Al tiempo que contemplaba encantada y adicta su aparente eternidad en el horizonte, así como las ramas rebosantes de aceitunas en la cercanía, no podía evitar pensar en los olivos centenarios de Palestina, que sufren permanentemente la tala —así como el derribo con máquinas excavadoras— por parte de los colonos y del ejército israelí. Los olivos testigos y víctimas del horror. Los olivos que han visto llorar y partir a generaciones humilladas, desterradas y desangradas, que a su vez han llorado sobre sus troncos cercenados, compañeros de sus ancestros y fuente de vida y de belleza.

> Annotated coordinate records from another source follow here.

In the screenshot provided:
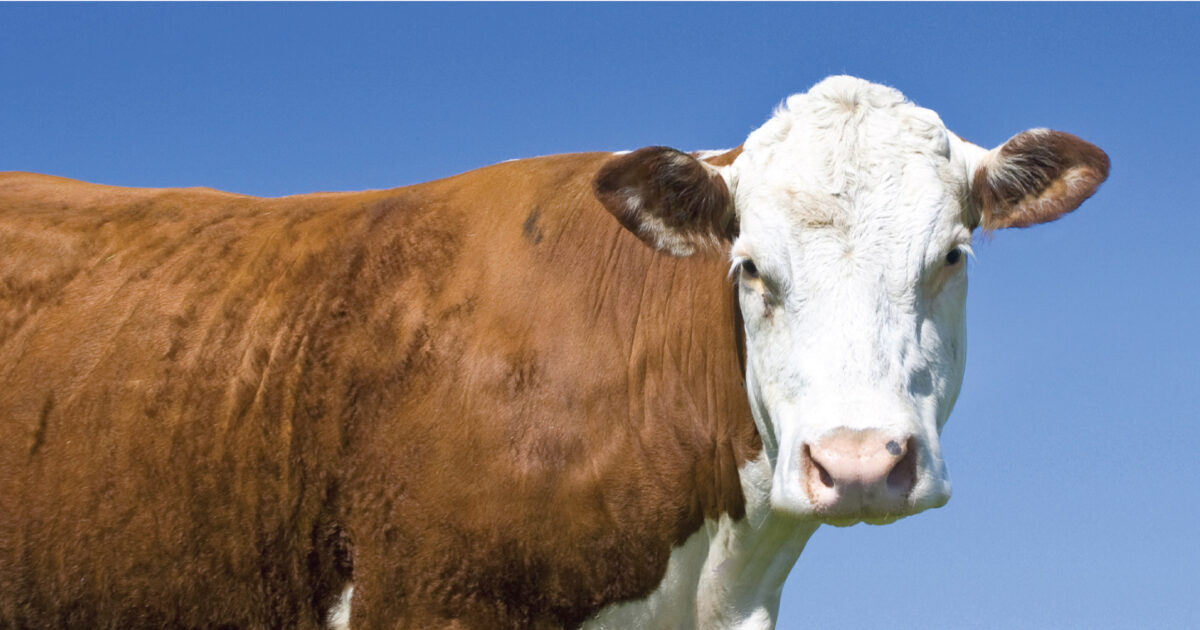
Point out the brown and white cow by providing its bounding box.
[0,77,1108,629]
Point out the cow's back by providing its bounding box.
[0,154,760,628]
[0,174,384,626]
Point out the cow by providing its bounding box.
[0,77,1109,630]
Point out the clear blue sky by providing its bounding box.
[0,4,1200,629]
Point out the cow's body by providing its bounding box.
[0,155,761,628]
[0,78,1108,629]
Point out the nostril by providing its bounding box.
[888,438,917,497]
[804,444,833,488]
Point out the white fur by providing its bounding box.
[583,454,817,630]
[325,584,354,630]
[726,77,983,522]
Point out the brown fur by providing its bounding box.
[971,130,1109,230]
[595,146,737,256]
[0,154,761,630]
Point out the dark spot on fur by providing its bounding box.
[521,208,545,245]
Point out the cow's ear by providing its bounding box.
[593,146,737,256]
[971,130,1109,230]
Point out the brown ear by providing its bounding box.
[593,146,737,256]
[971,130,1109,230]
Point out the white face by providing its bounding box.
[724,78,977,524]
[594,77,1109,524]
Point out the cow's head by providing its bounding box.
[595,77,1109,524]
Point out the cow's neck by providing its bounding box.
[584,455,817,630]
[584,250,817,630]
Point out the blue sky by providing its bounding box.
[0,4,1200,629]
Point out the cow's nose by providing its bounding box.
[803,430,917,517]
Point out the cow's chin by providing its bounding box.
[770,480,950,527]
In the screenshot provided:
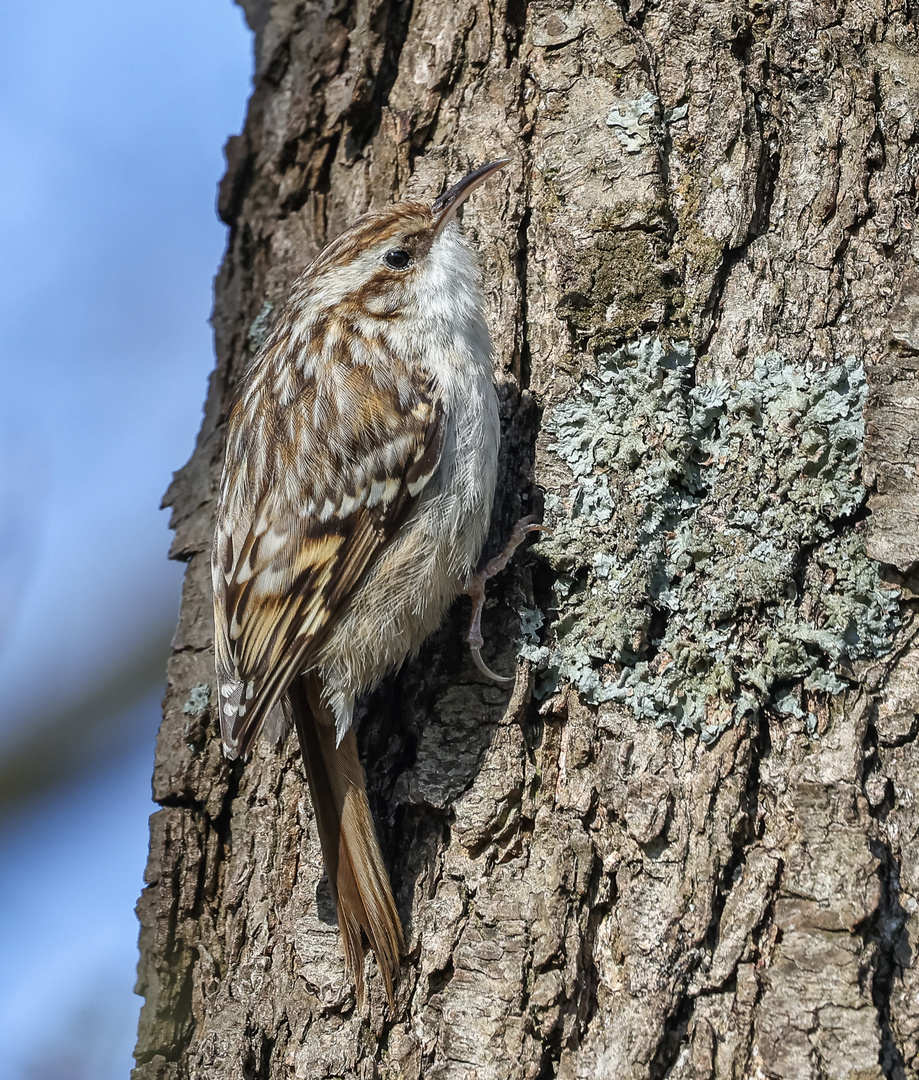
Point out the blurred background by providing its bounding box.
[0,0,252,1080]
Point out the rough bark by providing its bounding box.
[134,0,919,1080]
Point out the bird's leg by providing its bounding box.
[459,514,545,686]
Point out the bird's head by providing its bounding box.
[293,158,509,320]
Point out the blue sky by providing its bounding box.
[0,0,252,1080]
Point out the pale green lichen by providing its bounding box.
[531,338,896,738]
[606,91,658,153]
[181,683,211,716]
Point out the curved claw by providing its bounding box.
[469,645,516,686]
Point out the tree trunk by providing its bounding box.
[134,0,919,1080]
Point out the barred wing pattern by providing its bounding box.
[213,357,443,758]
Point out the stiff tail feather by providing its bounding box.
[286,674,404,1007]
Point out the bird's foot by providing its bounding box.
[459,514,546,686]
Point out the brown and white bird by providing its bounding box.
[213,160,506,1001]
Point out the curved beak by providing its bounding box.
[431,158,511,237]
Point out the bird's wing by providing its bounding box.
[213,364,443,757]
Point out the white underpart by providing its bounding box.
[316,222,500,741]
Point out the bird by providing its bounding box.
[212,158,519,1008]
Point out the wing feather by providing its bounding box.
[213,356,443,757]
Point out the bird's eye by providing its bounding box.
[383,247,411,270]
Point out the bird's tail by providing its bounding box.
[287,674,403,1005]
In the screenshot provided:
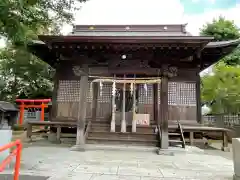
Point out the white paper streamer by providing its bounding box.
[112,81,116,96]
[99,81,103,96]
[130,83,133,95]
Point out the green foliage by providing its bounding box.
[200,17,240,41]
[202,62,240,113]
[0,0,86,101]
[200,17,240,114]
[0,46,53,101]
[0,0,85,43]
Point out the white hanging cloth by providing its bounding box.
[112,81,116,96]
[130,83,134,95]
[99,81,103,96]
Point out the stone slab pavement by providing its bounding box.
[0,147,233,180]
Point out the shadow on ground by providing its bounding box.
[0,174,49,180]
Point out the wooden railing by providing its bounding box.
[0,140,22,180]
[202,114,240,128]
[84,120,92,140]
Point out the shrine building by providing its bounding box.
[28,24,240,148]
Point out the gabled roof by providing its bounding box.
[29,24,240,68]
[0,101,18,112]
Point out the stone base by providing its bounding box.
[48,133,61,144]
[70,145,86,152]
[157,145,204,156]
[233,174,240,180]
[221,147,231,152]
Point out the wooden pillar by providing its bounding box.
[121,74,126,133]
[132,75,137,132]
[160,76,169,149]
[110,76,116,132]
[195,74,203,124]
[49,67,59,121]
[153,83,160,125]
[73,68,88,151]
[92,82,99,121]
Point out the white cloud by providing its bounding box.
[63,0,240,35]
[184,4,240,35]
[64,0,185,32]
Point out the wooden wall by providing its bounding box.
[54,80,197,123]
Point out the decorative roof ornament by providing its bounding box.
[168,66,178,77]
[125,26,130,30]
[161,65,178,77]
[72,66,82,76]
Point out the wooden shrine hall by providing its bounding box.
[29,24,240,148]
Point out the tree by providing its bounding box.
[0,0,85,42]
[202,62,240,114]
[200,16,240,65]
[200,16,240,41]
[222,46,240,66]
[0,46,54,101]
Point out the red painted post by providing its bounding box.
[19,102,25,125]
[0,140,22,180]
[14,141,22,180]
[41,102,45,121]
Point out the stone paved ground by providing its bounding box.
[0,147,233,180]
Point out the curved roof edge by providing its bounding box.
[205,39,240,48]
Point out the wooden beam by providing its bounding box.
[73,66,88,151]
[160,76,169,149]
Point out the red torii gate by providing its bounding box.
[16,99,52,124]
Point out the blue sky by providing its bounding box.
[0,0,240,47]
[60,0,240,35]
[181,0,240,14]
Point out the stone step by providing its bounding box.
[91,123,155,134]
[87,137,158,146]
[88,131,158,140]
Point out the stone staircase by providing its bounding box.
[86,121,159,146]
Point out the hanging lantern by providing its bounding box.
[99,81,103,96]
[144,84,147,96]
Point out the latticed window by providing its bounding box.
[138,84,153,104]
[168,82,196,106]
[57,80,80,102]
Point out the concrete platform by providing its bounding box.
[0,146,233,180]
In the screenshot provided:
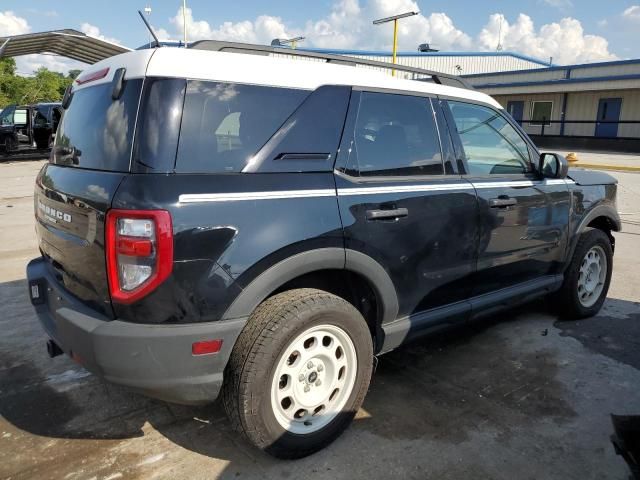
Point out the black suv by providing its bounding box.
[0,103,62,154]
[27,42,620,458]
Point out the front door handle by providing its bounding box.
[367,208,409,220]
[489,197,518,208]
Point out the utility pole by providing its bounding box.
[182,0,187,48]
[373,12,420,77]
[144,4,151,48]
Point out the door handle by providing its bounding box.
[489,197,518,208]
[367,208,409,220]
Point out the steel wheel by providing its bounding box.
[578,245,607,308]
[271,325,358,435]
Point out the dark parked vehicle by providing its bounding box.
[0,103,62,154]
[27,41,620,458]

“Por aquí, la sociedad está dividida entre quienes ya no soportan oír hablar de Gaza y quienes son incapaces de dejar de pensar en nada que no sea Gaza. Me incluyo en estos últimos…”, dijo la escritora portuguesa Lídia Jorge, en nombre de personas como yo. Durante el viaje, ante los inevitables dolores con los que uno se cruza cuando se mueve, pensaba en el peso de la sensibilidad profunda. Que uno sienta dolor por la sandía que alguien tira, recogida con el esfuerzo de una persona bajo un sol ardiente, y de fondo el estómago vacío de quien sueña con una sandía, así como el gasto de agua y demás. Pensaba que, contrario a eso que ha definido la historia humana —enfocarnos en las diferencias físicas para clasificarnos y menospreciarnos y atacarnos—, las diferencias radicales están por dentro: en la capacidad de ver y de sentir y de actuar de determinada manera.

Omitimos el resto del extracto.